Flink job that connects as a subscriber to an ARGO Messaging Service, pulls messages from a specific project/subscription and stores them to a remote hdfs and/or hbase cluster.
Prepare job to submit in flink:
cd flink_jobs/ams_ingest_metric
mvn clean && mvn package
Run jar in flink:
flink run ams-ingest-metric-0.1.jar --ams.endpoint {...} --ams.port {...} --ams.token {...} -ams.project {...} --ams.sub {...} --avro.schema {...} --hbase.master {...} --hbase.zk.quorum {...} --hbase.zk.port {...} --hbase.namespace {...} --hbase.table {...} --hbase.master.port {...} --hdfs.path {...} --check.path {...} --check.interval --ams.batch {...} --ams.interval {...}
Job required cli parameters:
--ams.endpoint
: ARGO messaging api endoint to connect to msg.example.com
--ams.port
: ARGO messaging api port
--ams.token
: ARGO messaging api token
--ams.project
: ARGO messaging api project to connect to
--ams.sub
: ARGO messaging subscription to pull from
Job optional cli parameters:
--hbase.master
: hbase endpoint
--hbase.master.port
: hbase master port
--hbase.zk.quorum
: comma separated list of hbase zookeeper servers
--hbase.zk.port
: port used by hbase zookeeper servers
--hbase.namespace
: table namespace used (usually tenant name)
--hbase.table
: table name (usually metric_data)
--hdfs.path
: base path for storing metric data on hdfs
--check.path
: path to store flink checkpoints
--check.interval
: interval for checkpointing (in ms)
--ams.batch
: num of messages to be retrieved per request to AMS service
--ams.interval
: interval (in ms) between AMS service requests
--ams.proxy
: optional http proxy url to be used for AMS requests
--ams.verify
: optional turn on/off ssl verify
Job has a fixed delay restart strategy.
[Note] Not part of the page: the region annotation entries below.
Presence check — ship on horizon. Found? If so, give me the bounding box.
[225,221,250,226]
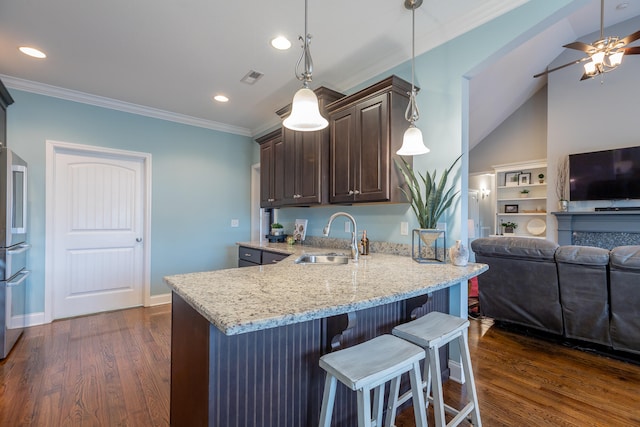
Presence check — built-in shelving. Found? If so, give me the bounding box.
[493,159,547,238]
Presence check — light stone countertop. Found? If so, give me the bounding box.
[164,242,488,335]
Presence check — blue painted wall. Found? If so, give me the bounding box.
[7,90,256,313]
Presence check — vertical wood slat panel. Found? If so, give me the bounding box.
[171,291,448,427]
[209,320,322,427]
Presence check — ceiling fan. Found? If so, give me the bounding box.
[533,0,640,81]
If it fails it will try to restart for a maximum of 10 attempt with a retry interval of 2 minutes between each attempt
Metric data are stored in hbase tables using different namespaces for different tenants (e.g. hbase table name = '{TENANT_name}:metric_data')
Each table has the following row key (composed by a unique combination of fields):
rowkey
= {hostname}
+ |
+ {service_name}
+ |
+ {metric_name}
+ |
+ {monitoring_engine_name}
+ |
+ {timestamp}
Each hbase table has a column family named 'data' and the following columns:
timestamp
: Timestamp of the metric event
host
: hostname of the endpoint that the metric check was run to
service
: name of the service related to the metric data
metric
: name of the metric check
monitoring_host
: name of the monitoring host running the check
status
: status of the metric check
summary
: summary of the metric result
message
: details of the metric result
tags
: json list of tags used to add metadata to the metric event
Flink job that connects as a subscriber to an ARGO Messaging Service, pulls messages that contain connector (sync) data (metric profiles, topology, weight etc.) from a specific project/subscription and stores them to an hdfs destination. Each message should have the following attributes:
- report: name of the report that the connector data belong to
- type: type of the connector data (metric_profile, group_endpoints, group_groups, weights, downtimes)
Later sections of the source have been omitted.